L’imaginaire collectif a toujours idéalisé la figure de l’enseignant d’arts martiaux : un Sage, un Maître, un Guide, un Modèle et toutes sortes de qualificatifs. L’apposition de titres japonais ajoute à sa mystérieuse grandeur : sensei, kyoshi, hanshi, shihan. On le traite avec admiration, déférence, crainte, majuscules, courbettes et dévotion parfois. Je pourrais m’arrêter là, je crois que l’honorable lecteur a compris ce que j’en pense.
L’enseignant lui-même en est tantôt victime, tantôt responsable. Beaucoup se gargarisent de cet encensement, se font appeler « professeur », « maître » ou accolent « sensei » à leur adresse e-mail (j’en connais au moins un), prennent une posture supérieure, jouent les chefs spirituels. Heureusement, beaucoup aussi refusent tout ça et rappellent qu’ils sont comme tout le monde. Les uns donnent des leçons, les autres partagent leur expérience. Les uns jouissent d’être appelés « sensei », d’autres refusent absolument, voire tremblent et rougissent.
Ni le grade, ni les titres, quoique respectables en soi, ne dénotent un quelconque niveau supérieur d’humanité. À lui tout seul, le mot sensei porte tout le problème. Comme je le répondais à une élève qui se posait beaucoup de questions quand elle a commencé à venir :
– Ne devrais-je pas t’appeler sensei ?
– Il y a des profs qui aiment bien se faire mousser en se faisant appeler sensei comme si c’était un titre honorifique extraordinaire, mais comme tu l’as certainement lu sur cette page du site, ça ne veut rien dire d’autre que professeur. Au Japon, on dit sensei à son prof comme on dit monsieur le professeur en français. Tu pourras dire sensei aux maîtres japonais que tu rencontreras si tu m’accompagnes en stage, mais moi, appelle-moi simplement Jérémie. En tant que prof, je n’ai aucun égard particulier à rechercher, et il ne faut surtout pas me considérer supérieur à qui que ce soit : tout le monde est au même niveau. Être prof, ça veut seulement dire que j’ai de l’expérience à partager avec ceux qui en ont moins. D’ailleurs, en dehors du dojo, ça peut tout à fait être toi mon sensei, pour l’équitation par exemple.En fait, sensei a un sens plus riche et nuancé que professeur et convient sans doute mieux, mais dans la pensée occidentale, il a pris une connotation de supériorité assez malheureuse.

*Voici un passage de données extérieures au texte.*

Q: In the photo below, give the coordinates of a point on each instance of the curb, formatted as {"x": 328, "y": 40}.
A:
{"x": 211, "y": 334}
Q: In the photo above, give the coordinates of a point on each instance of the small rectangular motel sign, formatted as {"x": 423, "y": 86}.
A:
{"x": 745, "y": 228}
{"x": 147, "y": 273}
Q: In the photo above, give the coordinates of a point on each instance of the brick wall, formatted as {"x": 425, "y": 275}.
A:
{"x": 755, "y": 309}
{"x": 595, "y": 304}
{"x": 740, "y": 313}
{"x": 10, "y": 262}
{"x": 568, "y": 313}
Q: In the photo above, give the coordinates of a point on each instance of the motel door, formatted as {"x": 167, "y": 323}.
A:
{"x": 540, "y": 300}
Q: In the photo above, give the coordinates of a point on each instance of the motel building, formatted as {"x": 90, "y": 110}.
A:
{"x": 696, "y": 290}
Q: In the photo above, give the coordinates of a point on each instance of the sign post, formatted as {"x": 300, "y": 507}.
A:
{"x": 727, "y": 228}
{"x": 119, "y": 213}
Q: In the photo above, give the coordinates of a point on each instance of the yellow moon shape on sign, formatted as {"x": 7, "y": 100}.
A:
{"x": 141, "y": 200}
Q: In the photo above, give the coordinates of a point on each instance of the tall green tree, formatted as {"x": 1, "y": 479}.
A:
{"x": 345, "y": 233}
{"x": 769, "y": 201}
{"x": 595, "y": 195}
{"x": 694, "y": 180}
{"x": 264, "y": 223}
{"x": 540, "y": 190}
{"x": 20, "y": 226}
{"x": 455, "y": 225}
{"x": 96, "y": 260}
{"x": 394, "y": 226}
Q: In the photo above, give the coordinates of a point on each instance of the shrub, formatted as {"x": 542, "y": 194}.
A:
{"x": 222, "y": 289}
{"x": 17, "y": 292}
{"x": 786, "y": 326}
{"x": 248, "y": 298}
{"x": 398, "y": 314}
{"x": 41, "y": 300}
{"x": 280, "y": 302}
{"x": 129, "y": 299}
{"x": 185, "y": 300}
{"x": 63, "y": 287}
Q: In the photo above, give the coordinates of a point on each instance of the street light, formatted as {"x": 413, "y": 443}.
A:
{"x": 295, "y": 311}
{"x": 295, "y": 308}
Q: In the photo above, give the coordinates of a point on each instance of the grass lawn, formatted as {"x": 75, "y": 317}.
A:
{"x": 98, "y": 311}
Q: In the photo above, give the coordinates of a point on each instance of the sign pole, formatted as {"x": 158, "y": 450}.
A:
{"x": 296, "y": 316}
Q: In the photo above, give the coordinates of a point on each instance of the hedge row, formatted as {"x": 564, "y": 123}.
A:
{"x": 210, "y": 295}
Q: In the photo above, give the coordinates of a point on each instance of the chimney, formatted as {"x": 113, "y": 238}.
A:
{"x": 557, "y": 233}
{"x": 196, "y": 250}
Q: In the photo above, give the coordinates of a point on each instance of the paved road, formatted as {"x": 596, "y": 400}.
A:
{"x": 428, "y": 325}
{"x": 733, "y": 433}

Résultat : elle m’appelle toujours sensei, par choix et en souriant, et elle n’a pas peur de se moquer de moi quand je raconte des bêtises.

Quand j’entends des parents parler de moi en m’appelant « le maître » la première fois qu’ils amènent leurs enfants, j’arrive en disant : « Salut, moi c’est Jérémie, et toi ? » Je n’exige aucun respect particulier, ni parce que je suis le prof, ni parce que je suis l’adulte. Le respect ne s’impose pas, il s’inspire. Le premier à devoir en montrer, c’est moi. Mes élèves ne me doivent rien, on est égaux. Les enfants en particulier n’ont pas à être plus polis et respectueux que les adultes. Ils sont comme tout le monde. Au contraire, jamais je n’impose de règles de politesse, j’ai moi-même du mal, ma cervelle ne comprend pas les formules obligatoires et insincères, c’est souvent un effort, et je trouve plus orgueilleux et grossier de réclamer un bonjour que d’omettre de le dire. Bien plutôt, c’est moi qui essaie de m’élever à leur niveau et de leur témoigner plus de respect et de gratitude pour leur confiance et leur patience envers leur énergumène de prof « trop gênant ». Je suis fier qu’ils osent rire de moi et me renvoyer mes âneries à la tête sans ménagement.
Cette recherche de relation horizontale, égalitaire, est d’ailleurs la première raison pour laquelle j’ai instauré le salut en cercle au club : pas de hiérarchie, seulement un mélange d’expériences et de responsabilités.
Bien sûr, dans le secret de mon cœur, j’espère toujours qu’on m’appelle « Mon Seigneur et Maître » en baissant les yeux avec des surmajuscules tremblotantes dans la voix, qu’on vienne me chercher chez moi, qu’on me porte dans l’escalier et qu’on fasse mon ménage, mais pour l’instant, je me contente de « cours toujours Jérémie ».